= Home range =

Area in which an animal lives and moves

Simple schema of four bird nests (in black), their defended territories (red), and their partly overlapping home ranges (green)

A home range is the area in which an animal lives and moves on a periodic basis. It is related to the concept of an animal's territory, which the animal consistently defends. The concept of a home range was introduced by W. H. Burt in 1943. He drew maps showing where the animal had been observed at different times. An associated concept is the utilization distribution which examines where the animal is likely to be at any given time. Data for mapping a home range used to be gathered by careful observation, but in more recent years, the animal is fitted with a transmission collar or similar GPS device.

The simplest way of measuring the home range is to construct the smallest possible convex polygon around the data but this tends to overestimate the range. The best known methods for constructing utilization distributions are the so-called bivariate Gaussian or normal distribution kernel density methods. More recently, nonparametric methods such as the Burgman and Fox's alpha-hull and Getz and Wilmers local convex hull have been used. Software is available for using both parametric and nonparametric kernel methods.

==History==
The concept of the home range can be traced back to a publication in 1943 by W. H. Burt, who constructed maps delineating the spatial extent or outside boundary of an animal's movement during the course of its everyday activities. Associated with the concept of a home range is the concept of a utilization distribution, which takes the form of a two dimensional probability density function that represents the probability of finding an animal in a defined area within its home range. The home range of an individual animal is typically constructed from a set of location points that have been collected over a period of time, identifying the position in space of an individual at many points in time. Such data are now collected automatically using collars placed on individuals that transmit through satellites or using mobile cellphone technology and global positioning systems (GPS) technology, at regular intervals.

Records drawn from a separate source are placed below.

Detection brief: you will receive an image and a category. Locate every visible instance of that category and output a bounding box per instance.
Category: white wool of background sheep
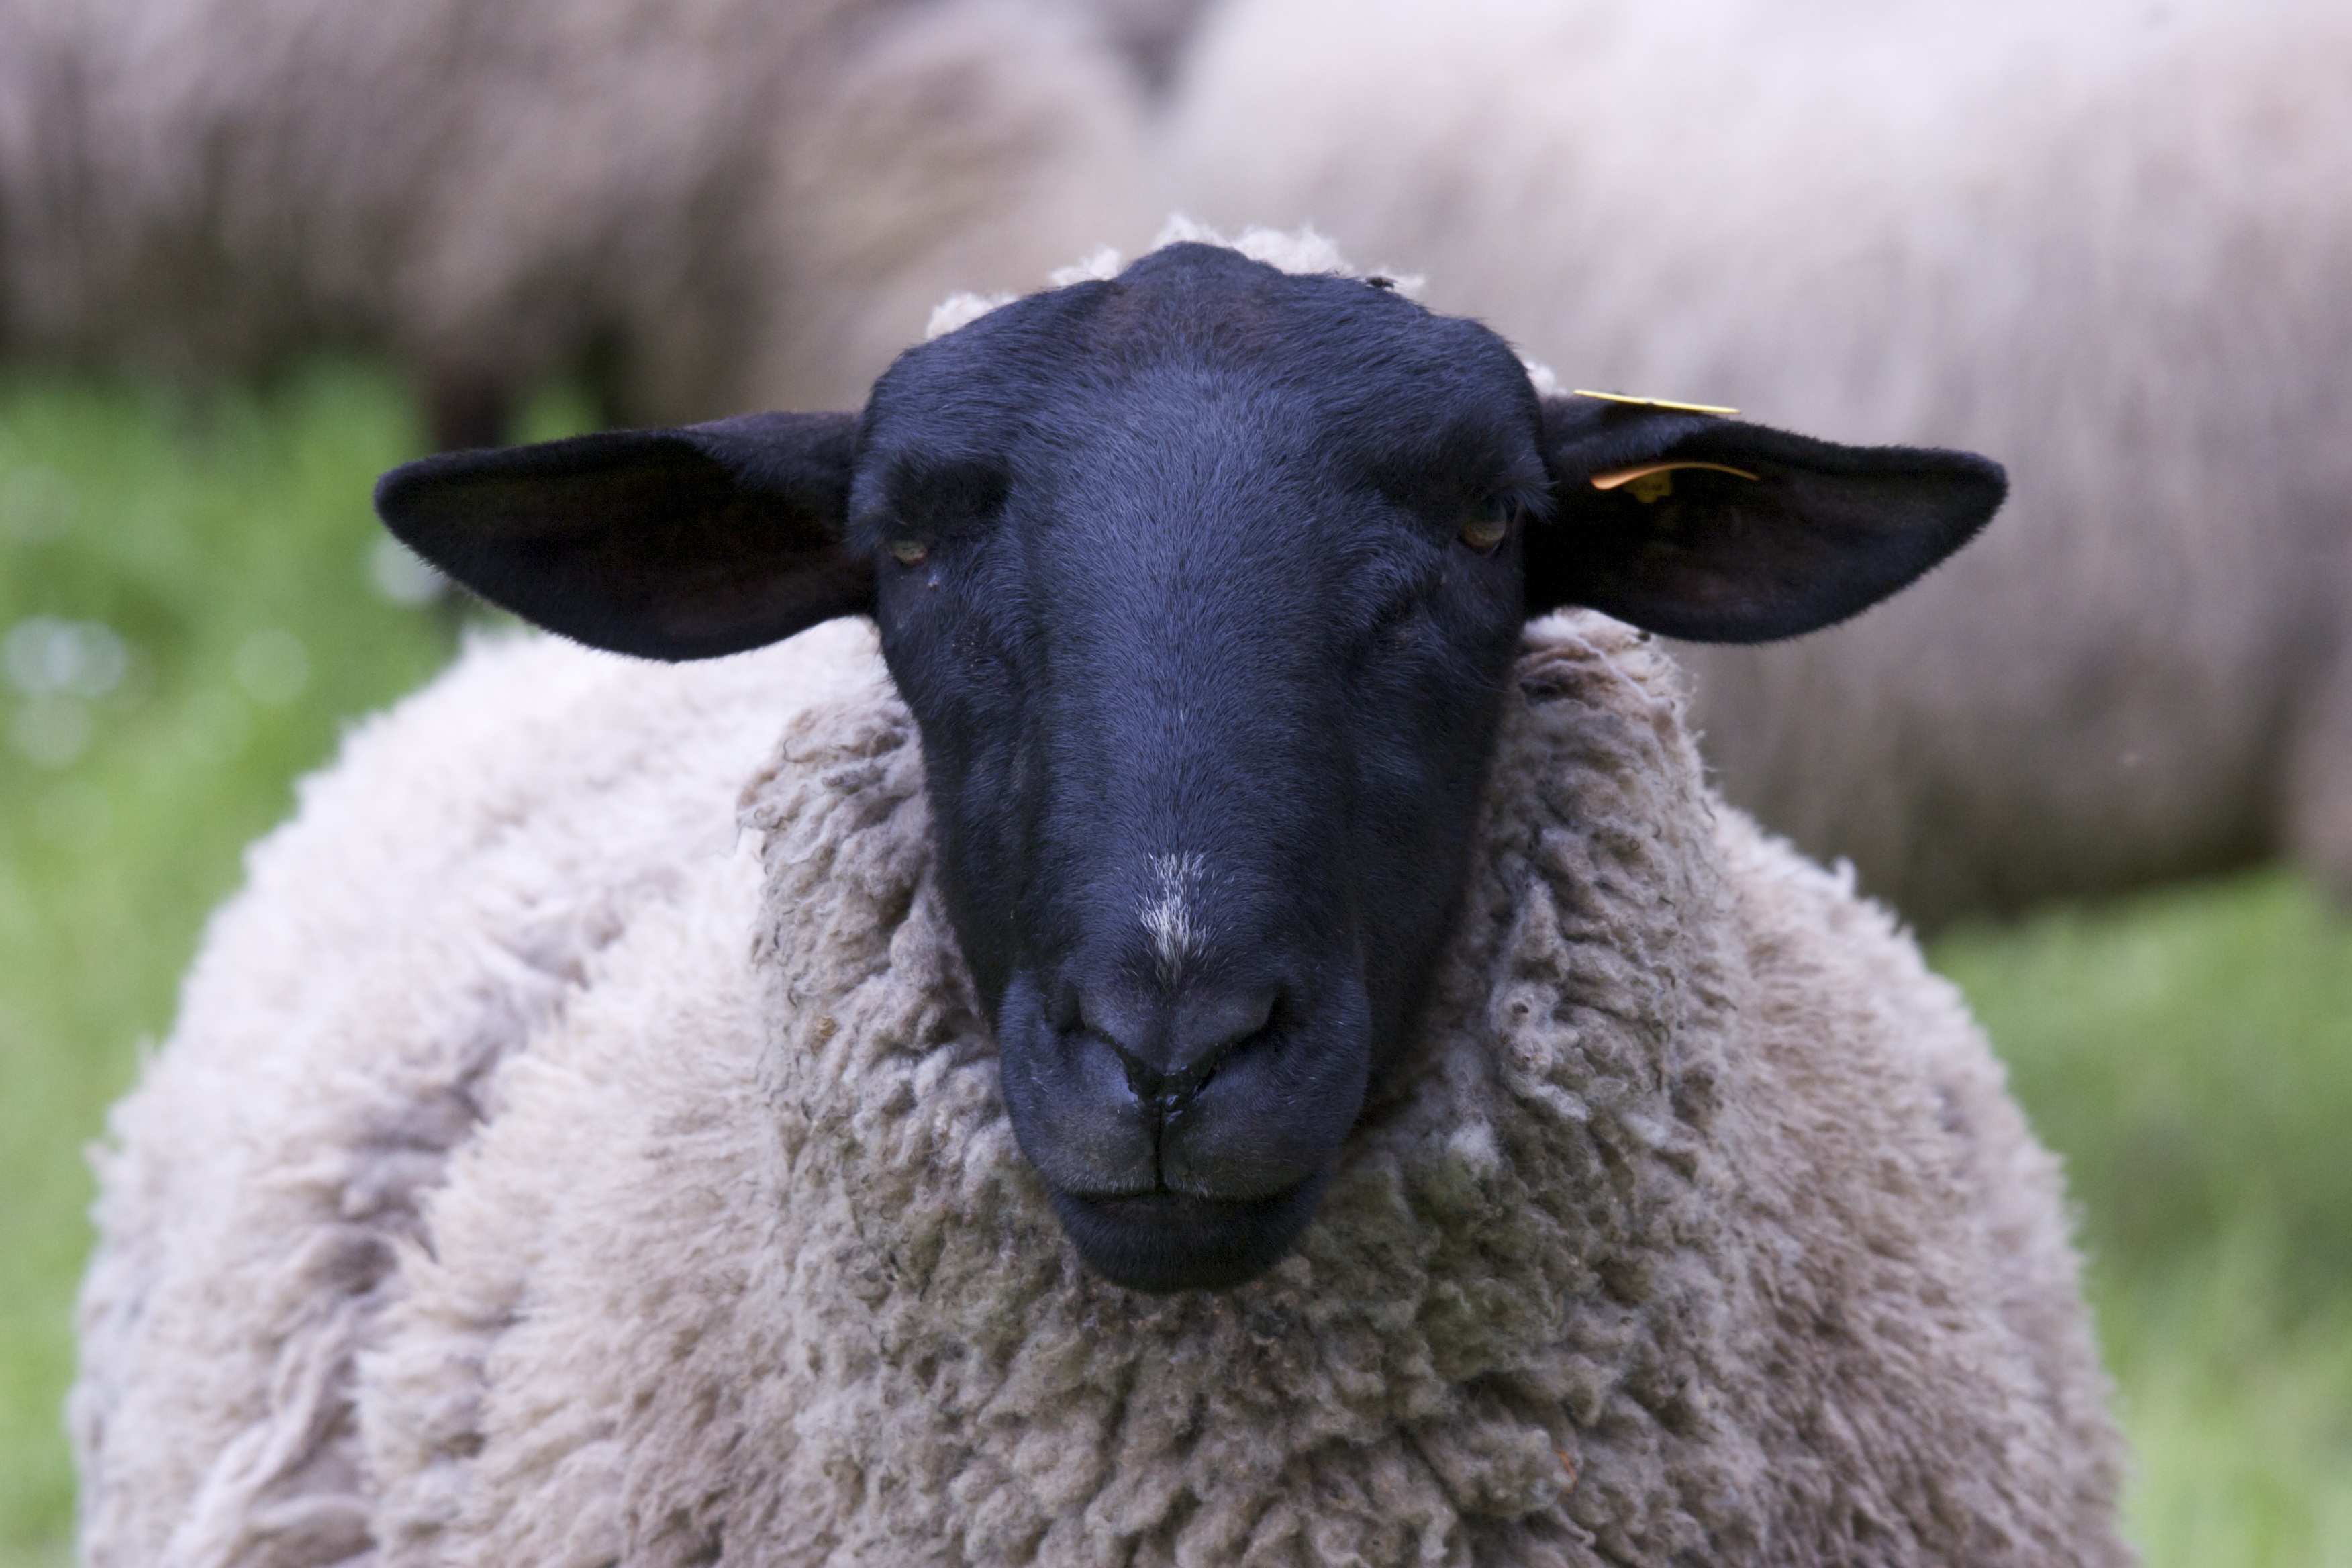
[75,615,2126,1565]
[1165,0,2352,927]
[0,0,1173,442]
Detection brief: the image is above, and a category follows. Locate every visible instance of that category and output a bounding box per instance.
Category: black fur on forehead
[851,243,1553,522]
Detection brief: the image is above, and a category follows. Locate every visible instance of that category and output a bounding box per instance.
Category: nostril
[1093,1030,1211,1114]
[1074,982,1283,1117]
[1153,985,1281,1114]
[1107,1038,1162,1105]
[1073,993,1168,1107]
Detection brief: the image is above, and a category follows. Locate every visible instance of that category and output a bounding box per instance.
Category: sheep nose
[1081,985,1277,1114]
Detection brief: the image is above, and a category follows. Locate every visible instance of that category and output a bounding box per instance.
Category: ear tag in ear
[1589,460,1763,504]
[1571,388,1741,416]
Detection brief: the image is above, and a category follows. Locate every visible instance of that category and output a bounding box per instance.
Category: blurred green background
[0,362,2347,1567]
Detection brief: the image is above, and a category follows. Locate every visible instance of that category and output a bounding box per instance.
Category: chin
[1047,1177,1330,1294]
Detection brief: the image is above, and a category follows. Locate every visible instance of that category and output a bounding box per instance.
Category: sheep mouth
[1046,1177,1329,1294]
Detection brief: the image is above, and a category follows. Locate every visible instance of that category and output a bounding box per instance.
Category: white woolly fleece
[75,614,2126,1567]
[924,214,1429,341]
[70,622,877,1568]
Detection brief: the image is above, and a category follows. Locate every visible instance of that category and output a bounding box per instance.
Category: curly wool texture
[78,614,2125,1565]
[1167,0,2352,925]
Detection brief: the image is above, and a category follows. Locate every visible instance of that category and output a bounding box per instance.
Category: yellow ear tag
[1571,389,1741,416]
[1588,460,1763,504]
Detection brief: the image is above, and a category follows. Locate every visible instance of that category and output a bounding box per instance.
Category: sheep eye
[1459,497,1516,554]
[889,538,929,566]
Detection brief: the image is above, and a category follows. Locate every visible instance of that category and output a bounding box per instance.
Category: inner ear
[1526,395,2006,643]
[375,411,870,661]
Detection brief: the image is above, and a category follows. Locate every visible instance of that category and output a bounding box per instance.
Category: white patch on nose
[1140,852,1208,985]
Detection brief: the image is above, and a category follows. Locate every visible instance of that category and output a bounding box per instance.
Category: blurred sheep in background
[0,0,1199,448]
[1166,0,2352,928]
[6,0,2346,932]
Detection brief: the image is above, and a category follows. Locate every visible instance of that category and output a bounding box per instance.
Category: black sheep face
[859,248,1540,1289]
[375,242,2006,1293]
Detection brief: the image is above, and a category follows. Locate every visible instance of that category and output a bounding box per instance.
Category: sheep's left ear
[1526,395,2005,642]
[374,411,868,660]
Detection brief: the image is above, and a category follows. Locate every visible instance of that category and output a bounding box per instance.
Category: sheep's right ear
[374,411,869,661]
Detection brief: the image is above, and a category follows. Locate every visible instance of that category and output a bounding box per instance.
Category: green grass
[1935,874,2352,1567]
[0,363,2347,1565]
[0,363,465,1561]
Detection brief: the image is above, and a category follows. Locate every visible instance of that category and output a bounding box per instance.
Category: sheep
[75,240,2127,1566]
[0,0,1169,448]
[1163,0,2352,926]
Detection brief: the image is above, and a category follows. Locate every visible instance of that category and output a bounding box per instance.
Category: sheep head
[374,242,2003,1292]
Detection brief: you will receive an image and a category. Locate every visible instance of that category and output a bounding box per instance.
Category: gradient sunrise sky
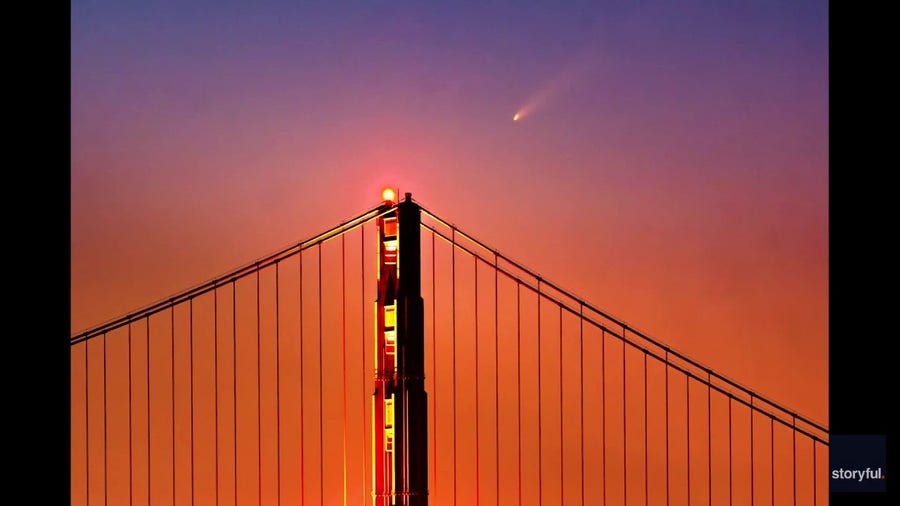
[72,0,827,437]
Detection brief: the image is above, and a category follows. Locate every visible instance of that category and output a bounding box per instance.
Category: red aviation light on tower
[382,187,397,204]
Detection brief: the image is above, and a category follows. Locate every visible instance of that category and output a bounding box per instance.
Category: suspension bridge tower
[373,190,428,506]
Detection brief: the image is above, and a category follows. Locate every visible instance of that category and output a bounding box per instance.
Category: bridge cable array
[73,199,827,505]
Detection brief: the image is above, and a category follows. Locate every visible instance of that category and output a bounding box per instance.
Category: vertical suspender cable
[474,257,480,504]
[257,270,262,506]
[256,264,262,504]
[104,333,108,506]
[297,250,306,504]
[664,350,668,506]
[129,323,134,506]
[686,376,690,506]
[579,304,584,506]
[318,243,324,503]
[812,441,817,506]
[728,397,732,506]
[362,226,368,504]
[494,252,499,505]
[431,229,437,502]
[233,281,238,505]
[299,253,305,504]
[750,394,756,506]
[537,279,542,504]
[559,306,564,506]
[603,330,607,506]
[87,340,90,506]
[148,318,151,506]
[172,306,176,505]
[341,236,349,506]
[276,262,282,506]
[750,396,755,506]
[215,286,220,506]
[793,416,797,506]
[451,227,457,506]
[644,351,648,506]
[623,331,627,506]
[191,297,195,506]
[516,282,522,506]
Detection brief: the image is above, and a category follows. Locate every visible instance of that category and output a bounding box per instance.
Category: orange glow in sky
[71,2,828,504]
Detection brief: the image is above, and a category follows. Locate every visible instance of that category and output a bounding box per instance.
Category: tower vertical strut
[373,192,428,506]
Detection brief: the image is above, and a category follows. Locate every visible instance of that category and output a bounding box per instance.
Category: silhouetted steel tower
[373,191,428,506]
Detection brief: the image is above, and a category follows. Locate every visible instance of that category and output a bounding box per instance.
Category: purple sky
[72,0,828,422]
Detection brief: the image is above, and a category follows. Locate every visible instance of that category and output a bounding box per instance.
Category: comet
[511,50,596,123]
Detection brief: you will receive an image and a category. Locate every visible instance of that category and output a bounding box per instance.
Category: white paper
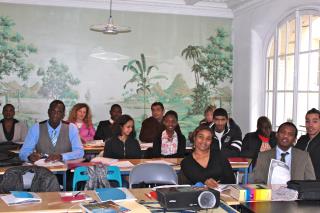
[34,158,65,167]
[1,193,41,206]
[85,140,105,147]
[271,185,298,201]
[145,160,174,165]
[139,143,153,150]
[90,157,119,165]
[110,161,134,168]
[267,159,290,185]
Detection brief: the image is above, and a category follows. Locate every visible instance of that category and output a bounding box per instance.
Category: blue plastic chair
[107,166,122,187]
[72,166,89,191]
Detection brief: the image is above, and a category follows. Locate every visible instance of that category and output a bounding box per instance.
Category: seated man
[240,116,277,167]
[252,122,315,184]
[210,108,242,158]
[19,100,84,162]
[139,102,165,143]
[94,104,122,142]
[296,108,320,179]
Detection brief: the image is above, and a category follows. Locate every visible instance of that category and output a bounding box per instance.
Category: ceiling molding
[0,0,234,18]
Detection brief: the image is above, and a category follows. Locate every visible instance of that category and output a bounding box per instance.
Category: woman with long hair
[103,114,141,159]
[68,103,95,144]
[180,126,235,188]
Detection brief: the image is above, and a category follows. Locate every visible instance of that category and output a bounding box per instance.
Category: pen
[73,191,81,198]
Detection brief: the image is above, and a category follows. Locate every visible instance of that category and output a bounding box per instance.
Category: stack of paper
[1,191,41,206]
[34,159,65,167]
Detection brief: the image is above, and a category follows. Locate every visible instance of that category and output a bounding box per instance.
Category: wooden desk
[241,200,320,213]
[0,189,238,213]
[115,158,251,183]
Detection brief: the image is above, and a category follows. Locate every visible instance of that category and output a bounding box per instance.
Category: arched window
[266,10,320,132]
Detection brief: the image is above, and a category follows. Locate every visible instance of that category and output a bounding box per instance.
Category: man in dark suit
[252,122,315,184]
[94,104,122,141]
[296,108,320,179]
[139,102,165,143]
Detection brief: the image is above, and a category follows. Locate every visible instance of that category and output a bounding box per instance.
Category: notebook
[95,188,136,202]
[1,191,41,206]
[60,191,93,202]
[80,200,130,213]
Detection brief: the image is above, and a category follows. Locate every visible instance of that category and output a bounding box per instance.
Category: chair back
[129,163,178,188]
[72,166,89,191]
[107,166,122,187]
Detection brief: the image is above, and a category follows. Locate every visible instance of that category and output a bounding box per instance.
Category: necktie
[280,152,289,163]
[51,129,57,147]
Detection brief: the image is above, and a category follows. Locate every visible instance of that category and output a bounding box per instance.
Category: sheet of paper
[110,161,134,168]
[90,157,119,165]
[267,159,290,185]
[145,160,174,165]
[34,158,65,167]
[85,140,104,147]
[271,186,298,201]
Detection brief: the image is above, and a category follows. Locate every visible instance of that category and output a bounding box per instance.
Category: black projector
[156,186,220,211]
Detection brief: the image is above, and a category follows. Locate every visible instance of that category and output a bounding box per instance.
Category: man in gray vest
[20,100,84,162]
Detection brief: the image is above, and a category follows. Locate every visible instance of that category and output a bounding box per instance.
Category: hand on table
[28,152,41,162]
[45,154,62,162]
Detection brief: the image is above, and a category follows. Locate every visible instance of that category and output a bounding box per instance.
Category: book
[60,191,93,202]
[1,191,41,206]
[80,200,130,213]
[228,157,249,164]
[95,188,136,202]
[227,184,271,202]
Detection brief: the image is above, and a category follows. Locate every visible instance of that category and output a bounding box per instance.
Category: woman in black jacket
[153,110,186,158]
[103,114,141,159]
[180,126,235,187]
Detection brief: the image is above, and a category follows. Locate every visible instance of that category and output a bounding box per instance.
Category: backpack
[85,164,110,190]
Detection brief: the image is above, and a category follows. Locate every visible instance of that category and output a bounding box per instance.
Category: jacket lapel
[291,148,297,178]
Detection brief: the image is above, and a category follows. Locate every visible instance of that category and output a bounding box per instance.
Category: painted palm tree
[122,53,167,117]
[181,45,202,85]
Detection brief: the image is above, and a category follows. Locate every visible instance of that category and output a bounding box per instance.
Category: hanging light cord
[109,0,113,18]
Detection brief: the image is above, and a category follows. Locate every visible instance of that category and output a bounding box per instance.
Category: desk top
[241,200,320,213]
[0,189,237,213]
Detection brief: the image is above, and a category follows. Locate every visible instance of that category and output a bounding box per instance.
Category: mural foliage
[0,6,232,137]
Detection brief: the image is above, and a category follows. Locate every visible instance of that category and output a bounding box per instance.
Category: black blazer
[296,133,320,179]
[240,131,277,167]
[94,120,113,141]
[153,131,186,158]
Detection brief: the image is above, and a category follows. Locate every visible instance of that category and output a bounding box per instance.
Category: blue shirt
[19,121,84,162]
[276,146,292,170]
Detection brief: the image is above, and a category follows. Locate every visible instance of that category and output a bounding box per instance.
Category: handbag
[287,180,320,200]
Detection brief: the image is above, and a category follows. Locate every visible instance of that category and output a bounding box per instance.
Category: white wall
[232,0,320,134]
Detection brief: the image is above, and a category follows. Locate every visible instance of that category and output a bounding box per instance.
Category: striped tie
[51,129,57,147]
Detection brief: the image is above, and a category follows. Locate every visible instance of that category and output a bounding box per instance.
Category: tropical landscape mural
[0,3,232,138]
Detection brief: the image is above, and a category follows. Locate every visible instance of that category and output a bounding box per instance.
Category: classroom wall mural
[0,3,232,137]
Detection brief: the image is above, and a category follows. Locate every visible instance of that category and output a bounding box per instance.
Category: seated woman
[153,110,186,158]
[180,126,235,187]
[0,104,28,143]
[240,116,276,167]
[103,114,141,159]
[68,103,95,144]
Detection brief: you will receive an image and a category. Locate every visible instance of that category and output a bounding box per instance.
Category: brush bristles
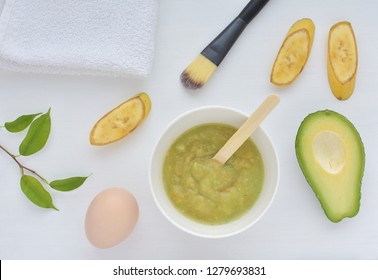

==Methods of calculation==
The simplest way to draw the boundaries of a home range from a set of location data is to construct the smallest possible convex polygon around the data. This approach is referred to as the minimum convex polygon (MCP) method which is still widely employed, but has many drawbacks including often overestimating the size of home ranges.

The best known methods for constructing utilization distributions are the so-called bivariate Gaussian or normal distribution kernel density methods. This group of methods is part of a more general group of parametric kernel methods that employ distributions other than the normal distribution as the kernel elements associated with each point in the set of location data.

Recently, the kernel approach to constructing utilization distributions was extended to include a number of nonparametric methods such as the Burgman and Fox's alpha-hull method and Getz and Wilmers local convex hull (LoCoH) method. This latter method has now been extended from a purely fixed-point LoCoH method to fixed radius and adaptive point/radius LoCoH methods.

Although, currently, more software is available to implement parametric than nonparametric methods (because the latter approach is newer), the cited papers by Getz et al. demonstrate that LoCoH methods generally provide more accurate estimates of home range sizes and have better convergence properties as sample size increases than parametric kernel methods.

Home range estimation methods that have been developed since 2005 include:
- LoCoH
- Brownian Bridge
- Line-based Kernel
- GeoEllipse
- Line-Buffer

Computer packages for using parametric and nonparametric kernel methods are available online. In the appendix of a 2017 JMIR article, the home ranges for over 150 different bird species in Manitoba are reported.